Content-addressable storage with postgres

At work we’ve got a database backed email system that’s running into some performance issues. In particular, we’re placing the database’s disk under a lot of write load.

I’ve had an idea that we could use content-addressable data to reduce the amount we write to disk, and get better performance from a smaller database.

This post is an exploration of some techniques that we might look at using to do this in postgres - they’re new to me, and as yet untested in a production environment.

Our email system

We manage a pretty high traffic website at work. One of the more interesting features we have is a system where users can subscribe to certain pages, and receive email updates whenever a page is updated.

Emails are customised for each change and each subscriber, so roughly speaking if we have m content changes and n subscribers, we’ll send out m×n unique emails.

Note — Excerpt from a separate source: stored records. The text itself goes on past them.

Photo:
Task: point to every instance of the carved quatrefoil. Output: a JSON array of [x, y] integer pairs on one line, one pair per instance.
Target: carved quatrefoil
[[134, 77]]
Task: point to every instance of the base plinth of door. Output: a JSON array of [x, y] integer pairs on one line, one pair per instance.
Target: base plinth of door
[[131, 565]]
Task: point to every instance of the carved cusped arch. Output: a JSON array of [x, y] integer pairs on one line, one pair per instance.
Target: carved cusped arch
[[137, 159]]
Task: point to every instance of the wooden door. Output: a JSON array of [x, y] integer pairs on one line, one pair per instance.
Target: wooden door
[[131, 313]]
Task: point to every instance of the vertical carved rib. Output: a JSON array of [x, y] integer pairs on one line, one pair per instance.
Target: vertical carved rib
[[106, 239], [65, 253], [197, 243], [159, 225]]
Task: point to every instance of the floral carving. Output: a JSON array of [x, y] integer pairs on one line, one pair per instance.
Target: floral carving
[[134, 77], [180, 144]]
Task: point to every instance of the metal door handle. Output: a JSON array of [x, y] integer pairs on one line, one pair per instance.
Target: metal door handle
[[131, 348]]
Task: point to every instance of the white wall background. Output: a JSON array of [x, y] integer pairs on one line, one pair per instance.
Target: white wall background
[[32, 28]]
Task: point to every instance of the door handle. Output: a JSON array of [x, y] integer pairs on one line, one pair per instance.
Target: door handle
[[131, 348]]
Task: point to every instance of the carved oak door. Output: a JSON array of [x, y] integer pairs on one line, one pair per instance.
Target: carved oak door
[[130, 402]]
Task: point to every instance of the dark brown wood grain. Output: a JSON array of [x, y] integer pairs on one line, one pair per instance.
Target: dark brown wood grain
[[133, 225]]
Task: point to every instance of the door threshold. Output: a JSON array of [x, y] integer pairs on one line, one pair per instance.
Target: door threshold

Since a single update to a page will often need to send a lot of emails we can’t just do this synchronously, so we use a queue (or several, actually).

Simplifying things a bit:

a single message is placed on a queue for each content change
a worker process picks these up, finds all the subscribers for the change, and places each combination of change and subscriber as a message on a second queue
a second worker picks each of these messages up and generates a customised email that’s specific to this change and this subscriber. This email is written to the database, and then eventually yet another message is placed on yet another queue - this time saying “delivery the email in the database with this ID”
finally, a third worker picks each of the delivery messages from the queue, finds the email in the database corresponding to the ID in the message, and sends it to our email provider

As a sequence diagram, this looks like:

Our email system and its problems

I’m sure the above all looks very impressive, but I’ve already mentioned that this system is starting to have problems. Why?

Some pages on our website have a lot of subscribers, and sometimes lots of pages with lots of subscribers get lots of changes. Obviously, this means we have to send lots of emails.

When this happens, things tend to get very slow, and we end up with a huge queue of emails to send.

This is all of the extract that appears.